I rolled my eyes. “Can’t I just flirt for the sake of flirting?” I asked.

She jumped onto the tip of her toes for one last kiss. “Sure, but I’ll still remember this later,” she said with a wink. “Now, go save the city, please, I’m going to go see if the door of my office locks from the inside and then I’m going to set six alarms to wake me up in... eh, three hours or so.”

“No explanation of what’s going wrong?” I asked as I let her go.

“Myalis will explain it better than I could. Or ask Intel-chan, they should be waking up from their own sleep soon enough.”

Right, Intel-Chan had a person behind the avatar, they’d need sleep too. I watched Lucy go, then slid my helmet on. “Okay, so, what is going on?” I asked.

I’ve been paying some attention to current local events, of course. Give me a moment to summarise.

“Go ahead,” I said.

On the more local front, the Kittens have continued their rotations through the night. The group in charge of rooting out the model-seven ‘zombies’ have discovered a small apartment complex near the inner part of downtown with several infected individuals and have been working through the night to clear the area.

Annoying, but at least they were on it.

The move from River Heights is nearly complete, though things have slowed overnight. Gomorrah retired for the night at around the same time as you did, as did Arm-a-Geddon.

“Sprout?” I asked.

Functioning on a mix of stimulants and determination.

“Well, he’s an adult,” I said. “Did Manic get any sleep too?”

Lucy found her a place to rest. She is still sleeping.

“Alright, so where have things gone to shit?” I asked as I left Lucy’s headquarters.

There are three major fronts. First, a group of civilians have begun preparing a protest in the centre of Downtown. It hasn’t yet gained much traction. My social engineering suggests that if not addressed, that will change, especially if the civilians learn of any potential food shortages.

“Fuck,” I said.

Second, the displaced River Heights citizens have decided to take out their anger at their displacement on you and the militia as a whole. Several members of their group are on the board of directors of the shell corporations who run the militia’s finances. They have passed an emergency vote cutting off the militia’s pay.

“Are you... for fuck sakes, are they stupid?”

Yes.

Well, at least that was confirmation of one thing.

Stupid and angry and impotent.
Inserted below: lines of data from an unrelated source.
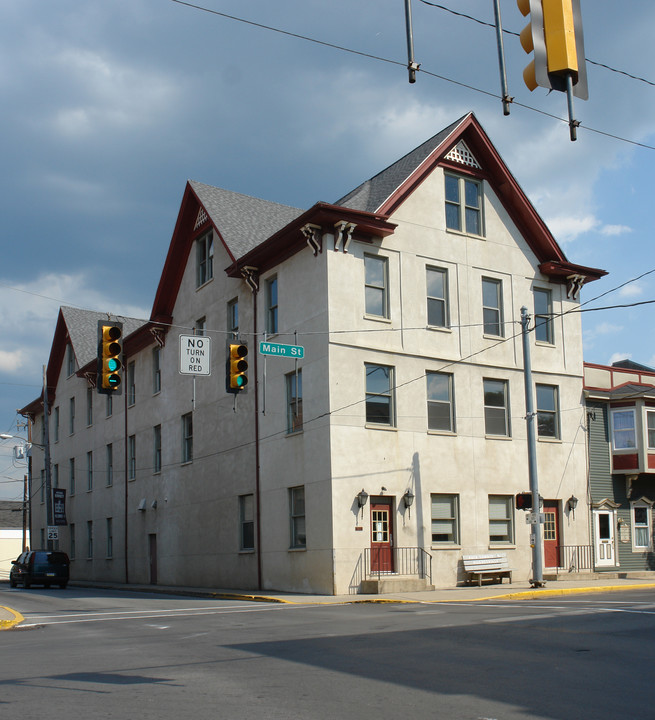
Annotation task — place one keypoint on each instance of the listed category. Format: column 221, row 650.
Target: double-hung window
column 641, row 525
column 463, row 204
column 445, row 519
column 543, row 315
column 294, row 401
column 437, row 294
column 205, row 258
column 492, row 307
column 501, row 519
column 156, row 442
column 246, row 522
column 187, row 437
column 548, row 425
column 271, row 306
column 376, row 271
column 156, row 370
column 441, row 414
column 379, row 395
column 624, row 435
column 297, row 516
column 496, row 407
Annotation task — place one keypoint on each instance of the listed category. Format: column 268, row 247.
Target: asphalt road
column 103, row 654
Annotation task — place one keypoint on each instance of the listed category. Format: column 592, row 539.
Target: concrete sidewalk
column 578, row 585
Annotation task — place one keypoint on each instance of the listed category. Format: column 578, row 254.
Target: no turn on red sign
column 195, row 355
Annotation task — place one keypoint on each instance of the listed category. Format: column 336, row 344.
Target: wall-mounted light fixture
column 408, row 498
column 572, row 504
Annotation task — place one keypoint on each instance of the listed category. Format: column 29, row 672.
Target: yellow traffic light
column 110, row 357
column 237, row 367
column 554, row 36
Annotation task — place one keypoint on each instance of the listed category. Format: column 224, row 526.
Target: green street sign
column 294, row 351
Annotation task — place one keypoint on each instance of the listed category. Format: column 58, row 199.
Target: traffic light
column 524, row 501
column 554, row 35
column 110, row 357
column 236, row 367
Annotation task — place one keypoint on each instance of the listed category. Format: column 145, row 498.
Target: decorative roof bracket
column 314, row 237
column 251, row 275
column 343, row 234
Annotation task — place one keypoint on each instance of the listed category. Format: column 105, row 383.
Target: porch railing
column 413, row 561
column 573, row 558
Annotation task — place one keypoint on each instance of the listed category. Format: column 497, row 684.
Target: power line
column 379, row 58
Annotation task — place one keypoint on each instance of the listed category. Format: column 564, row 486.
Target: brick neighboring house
column 620, row 402
column 392, row 448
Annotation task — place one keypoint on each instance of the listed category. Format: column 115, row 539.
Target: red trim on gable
column 539, row 238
Though once the news that they won’t be paid reaches the Militia, it’s possible that a number of them will defect.

Yeah, predictable. “What’s the third problem?”

The number of antithesis testing the defences on the edge of town has increased significantly over the last five hours. No one else has noticed a pattern yet, but from what I’ve noticed a constant increase in the number of aliens pushing the walls, and they are pushing from different angles and against different parts of the defensive line.
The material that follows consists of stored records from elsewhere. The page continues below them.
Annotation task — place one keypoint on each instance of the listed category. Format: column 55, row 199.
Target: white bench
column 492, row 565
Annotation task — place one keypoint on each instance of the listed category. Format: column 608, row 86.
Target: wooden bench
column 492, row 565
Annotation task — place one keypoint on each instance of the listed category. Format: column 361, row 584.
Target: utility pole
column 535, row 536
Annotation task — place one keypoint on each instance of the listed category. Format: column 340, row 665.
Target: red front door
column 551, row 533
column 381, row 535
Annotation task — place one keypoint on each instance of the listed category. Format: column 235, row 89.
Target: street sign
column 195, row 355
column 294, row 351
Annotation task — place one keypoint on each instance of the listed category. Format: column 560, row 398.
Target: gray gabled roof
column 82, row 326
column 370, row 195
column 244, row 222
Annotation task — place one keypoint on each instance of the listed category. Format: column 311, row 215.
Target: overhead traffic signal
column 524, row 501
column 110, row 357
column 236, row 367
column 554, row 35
“Testing our defences, then?” I asked.

That’s my read on the situation. It’s likely that there won’t be a big push until the antithesis probing finds an area of weakness or their numbers increase to the point where that no longer matters.

I paused by the exit, wracked by temporary indecision. Three problems. Which one did I need to stomp out first?
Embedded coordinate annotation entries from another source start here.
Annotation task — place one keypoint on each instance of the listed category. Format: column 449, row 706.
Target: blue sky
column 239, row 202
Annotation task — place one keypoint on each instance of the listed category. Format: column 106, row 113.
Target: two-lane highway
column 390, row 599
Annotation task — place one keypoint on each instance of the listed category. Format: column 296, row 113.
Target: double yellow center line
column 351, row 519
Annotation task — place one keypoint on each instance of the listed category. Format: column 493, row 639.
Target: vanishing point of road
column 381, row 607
Which one was going to make things worse for us in the immediate future?

“When will we be announcing the food shortages?” I asked.

The militia was planning on making an announcement around nine AM.

“Okay. Send them a message to delay that for a bit. I have enough points to buy food to feed an army, if need be. We’ll manage for the day. The walls are still holding against the probes?”

So far, yes.

“Then they’ll hold for a few more hours. Let the people who are sleeping sleep. They’ll need it. Which leaves the River Heights problem.” I smiled. It was nice, being able to reduce my problems to something I could focus on immediately. “Let’s go pay them a visit right now, shall we?”